Here’s a question. Who do you really want to join you on the ride? 

This week’s guest is Nils Leonard. He’s one of the co-founders of Uncommon London. They describe themselves as a creative studio building brands that people in the real world actually wish existed.

Nils has been on the show before. He was one of my early guests on the podcast and that conversation came in the early days of Uncommon and he was very open about his ambitions and his expectations for himself and his company. 

Four years on and it’s hard to see the gaps between what he said back then and how he talks about the company today. 

In my experience - both as a company founder and as a coach - there is one aspect of leadership that brings many to their emotional knees.

Firing someone. 

When to acknowledge that the fit between the person and the organization doesn’t work.

On a human level, we all want to belong and the fear - conscious or instinctive - that we might one day be on the receiving end of this conversation, makes many leaders do everything they can to avoid that moment. The one in which we say out loud, to someone’s face, we don’t want you. 

Even now, as you’re listening, if you hit pause and say out loud, we don’t want you, there will be a feeling in your stomach that you hope goes away fast.

But there are three other parts of this that don’t get enough weight in the emotional wrestling match.

First are the hopes, needs and expectations of all the people that work for you who are contributing so much that they will never be part of a conversation like this. Whose talent and efforts and commitment to you and to the business are subsidizing the person who doesn’t fit.

Second are the needs of the organization as a whole, which has no agency and no ability to help itself, and which is as reliant on your protection and care as an infant.

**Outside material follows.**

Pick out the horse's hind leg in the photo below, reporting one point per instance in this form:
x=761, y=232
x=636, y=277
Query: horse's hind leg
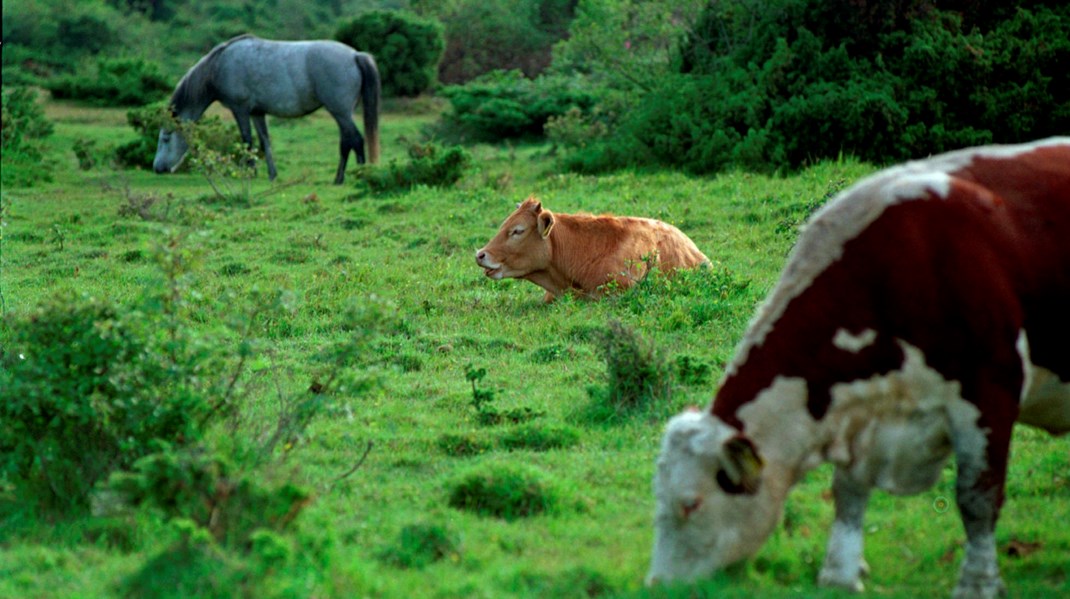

And third is the person who is receiving this news. Who knows, in almost every instance in my experience, that this job isn’t a fit, that these people are not their tribe and that they are, to use Nils’ description, a passenger on someone’s else’s ride.

“Death twitches my ear. Live, he says I'm coming.”    

They say that life is a journey. And so is building a business.

Who gets to go on that ride is perhaps the most important decision that a leader takes.